At ACORN, our – or at least my – antipathy to Robert’s Rules of Order was so intense that it was barred from any claims of authority in membership and board members. It’s not that such rules have no value, or that they might not be helpful in certain situations. No, the issue was our interest in equalizing our members and leaders’ voices in meetings, particularly for those that didn’t have any organizational experiences or background in dealing with such rules. We didn’t want to inadvertently empower some who might have had some acquaintance with such rules over the many who would have been clueless. Additionally, we recoiled from any notion that an organizer might have become the de facto arbitrator of such disputes and by default gain a heavy hand in member and/or leader disagreements as a parliamentarian for which they also had no training or background. We favored consensus and accommodation, rather than the umpire-like strike calling that might silence some voices based on their ignorance of certain procedures from entering or impacting the discussions.
In Congress, though, it turns out that a parliamentarian can be a buffer for sharp dealing on the rules. The whole notion of driving a truck filled to the brim with various policy and program initiatives by calling it a budget reconciliation is a dodgy move to avoid the weakness of a party’s majorities in the House and the Senate. In recent years, control of either body has bounced back and forth on the thinnest of margins between the Republicans and the Democrats. The reconciliation trick was pioneered in many ways by the Democrats, and now it’s the Republicans turn. Both moves are designed to escape the specter of the filibuster, which by the rules of both houses can only be broken by a 60% majority, which neither party has had for some time, but which effectively would kill any bill unliked by that majority.
The House parliamentarian had ruled against some items as not being even remotely related to the budget, and therefore unreconcilable, but was ignored.
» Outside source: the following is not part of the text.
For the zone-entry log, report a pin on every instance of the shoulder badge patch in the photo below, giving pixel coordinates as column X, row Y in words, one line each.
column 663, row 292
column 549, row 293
The current majority leader of the Senate in order to protect the potential of the filibuster went on the record that the Senate would abide by the parliamentarian’s objective and nonpartisan rulings.
She’s not finished her deliberations, but in a major move she declared the cutbacks in the food stamp program did not fit the reconciliation, because it simply pushed the costs to the states. Many states in areas where huge numbers rely on food stamps had already been saying that there was no way they could pick up the difference. She also blocked the efforts in the bill to deny nutritional aid to immigrants, to slash the Consumer Finance Protection Bureau to zero, to block the ability for lawsuits to challenge and stop Trump executive orders, and to merge or shift various federal agencies to other departments.
Admittedly, this is a lot more than just claiming whether a motion is on the floor and been properly seconded, since both bodies have a lot of rules on what’s budgetary and what’s not. These days we need help from any place we can find it, so for a minute let’s cheer for the parliamentarian for saving millions from starvation and more evil, thereby creating a somewhat safer port in this terrible storm.